What the Bill Actually Changes

The headline change is the abolition of Section 21 ‘no-fault’ evictions. Once the Bill comes into force, you will no longer be able to remove a tenant without grounds. All tenancies are expected to become periodic, with tenants able to give two months’ notice at any point. If you need to regain possession, you will need to rely on reformed Section 8 grounds and be prepared to evidence your case.

That shift alone significantly changes the risk calculation for landlords. Longer tenancies, less flexibility, and a more adversarial legal landscape if disputes arise.

But Section 21 is only part of the picture. The Bill also introduces:

  • Rent increases are limited to once per year, and tenants can challenge them in the tribunal. Advertising practices that encourage bidding above the asking rent will be banned outright.
  • Limits on upfront charges, with landlords prohibited from requesting more than one month’s rent in advance on new tenancies.
  • Extension of the Decent Homes Standard to the private rented sector, bringing privately let properties under the same minimum condition requirements that social housing must meet.
  • Awaab’s Law extended to private rentals, meaning landlords must address hazardous damp and mould within strict timeframes; not when it’s convenient, but when the legislation demands it.
  • Blanket bans on tenants with children or those receiving benefits will be prohibited. Blanket “no pets” clauses may also be disallowed unless you can objectively justify them.

Non-compliance carries real consequences: fines, rent repayment orders, and greater scrutiny from regulators.

A Wider Regulatory Shift: Managing Agents Are Next

The Renters’ Rights Bill does not sit in isolation. It is part of a broader, accelerating push to professionalise and regulate the entire property sector, and managing agents are firmly in the frame.

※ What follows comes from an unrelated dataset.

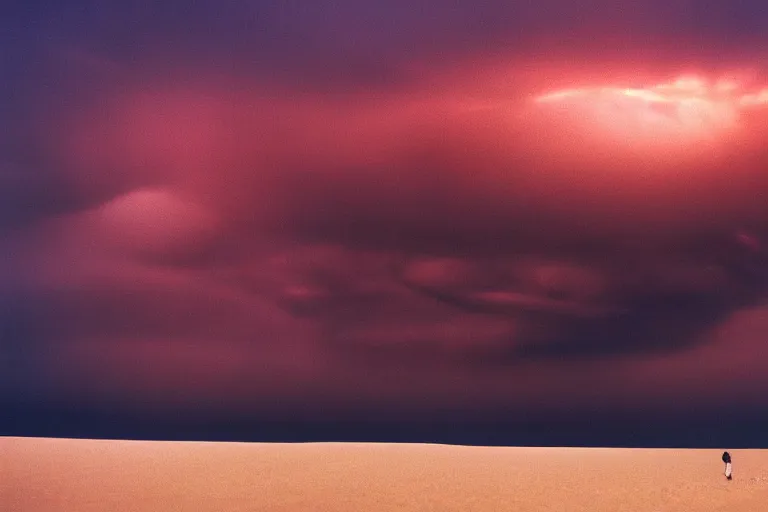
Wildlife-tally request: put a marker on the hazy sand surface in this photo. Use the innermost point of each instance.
(42, 475)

Incoming UK legislation will require managing agents to hold mandatory qualifications for the first time. This represents a fundamental change to how the sector operates. For landlords who use a managing agent to oversee their properties, it raises an important question: how prepared is your agent, and what happens to your risk exposure during a period of transition?

The professionalisation of managing agents is, in principle, a positive development. Better-qualified agents should mean better compliance, better documentation, and better protection for landlords. But the transition period carries its own risks, agents under pressure to meet qualification requirements, possible disruption to service continuity, and the potential for gaps in oversight at precisely the moment when the regulatory demands on landlords are increasing.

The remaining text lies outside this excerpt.